John Sous, assistant professor of applied physics and physics, has been awarded the 2025 Nevill F. Mott Prize at the Strongly Correlated Electron System (SCES) Conference.
Sous, who joined Yale in July 2024, was cited “for his models for nonequilibrium superconductivity in strongly driven systems and fundamental theoretical work on the possibility of high transition temperature bipolaronic superconductivity.”
The Nevill F. Mott Prize is awarded to a person who has made significant contributions to the theory of strongly correlated electron systems, and who is active in research no more than 8 years after the PhD.
Sous’s research focuses on the study of systems with a large number of degrees of freedom in which correlations act to stabilize novel behavior with functionalities that can be utilized in future-generation technologies, including but not limited to energy materials.
The goal of this research is to gain a general, unifying understanding of interacting statistical systems.

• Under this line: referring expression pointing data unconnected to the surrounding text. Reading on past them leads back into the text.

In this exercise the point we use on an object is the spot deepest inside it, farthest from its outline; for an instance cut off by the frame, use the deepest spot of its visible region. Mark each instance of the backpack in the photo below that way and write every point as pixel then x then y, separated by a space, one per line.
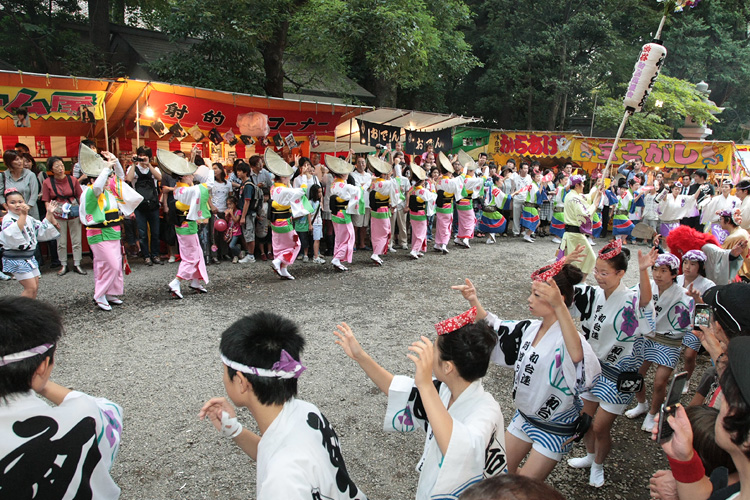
pixel 146 187
pixel 256 202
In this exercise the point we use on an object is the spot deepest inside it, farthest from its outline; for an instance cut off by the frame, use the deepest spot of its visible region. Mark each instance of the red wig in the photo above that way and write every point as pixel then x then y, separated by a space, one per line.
pixel 682 239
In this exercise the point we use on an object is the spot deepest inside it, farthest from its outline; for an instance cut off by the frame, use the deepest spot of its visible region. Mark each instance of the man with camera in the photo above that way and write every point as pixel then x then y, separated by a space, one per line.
pixel 145 177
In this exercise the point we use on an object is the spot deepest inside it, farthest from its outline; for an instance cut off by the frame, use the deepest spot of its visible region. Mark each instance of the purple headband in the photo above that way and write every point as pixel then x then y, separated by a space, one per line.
pixel 20 356
pixel 576 179
pixel 695 256
pixel 669 260
pixel 286 367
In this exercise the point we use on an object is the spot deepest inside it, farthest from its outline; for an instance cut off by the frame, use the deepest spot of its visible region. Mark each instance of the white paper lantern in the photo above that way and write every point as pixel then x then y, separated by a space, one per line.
pixel 644 75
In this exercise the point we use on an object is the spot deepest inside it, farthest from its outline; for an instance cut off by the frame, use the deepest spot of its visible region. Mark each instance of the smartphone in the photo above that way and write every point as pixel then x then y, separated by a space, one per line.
pixel 702 315
pixel 669 406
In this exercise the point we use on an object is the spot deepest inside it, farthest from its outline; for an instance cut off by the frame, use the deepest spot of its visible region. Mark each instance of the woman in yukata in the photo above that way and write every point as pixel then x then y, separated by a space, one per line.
pixel 612 317
pixel 553 365
pixel 463 422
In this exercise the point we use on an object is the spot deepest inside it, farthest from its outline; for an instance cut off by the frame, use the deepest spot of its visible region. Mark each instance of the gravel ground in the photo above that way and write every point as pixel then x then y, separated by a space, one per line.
pixel 158 358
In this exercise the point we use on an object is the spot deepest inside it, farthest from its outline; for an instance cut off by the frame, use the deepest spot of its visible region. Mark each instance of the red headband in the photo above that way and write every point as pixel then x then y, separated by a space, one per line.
pixel 453 324
pixel 611 250
pixel 547 272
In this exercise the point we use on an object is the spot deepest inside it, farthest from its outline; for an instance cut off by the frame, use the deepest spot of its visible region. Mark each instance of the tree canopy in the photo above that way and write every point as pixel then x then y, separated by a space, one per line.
pixel 518 64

Specific examples include correlated quantum matter (quantum materials and ultracold atoms & molecules) and dynamical non-linear systems (optically driven quantum systems and models of neural learning).
In addition to his appointment in Applied Physics, Sous is a member of the Yale Energy Sciences Institute and affiliated with the Yale Quantum Institute, Yale Foundations of Data Science Institute and the Wu Tsai Institute.
This story was adapted from the Yale School of Engineering and Applied Sciences News story of June 23, 2025.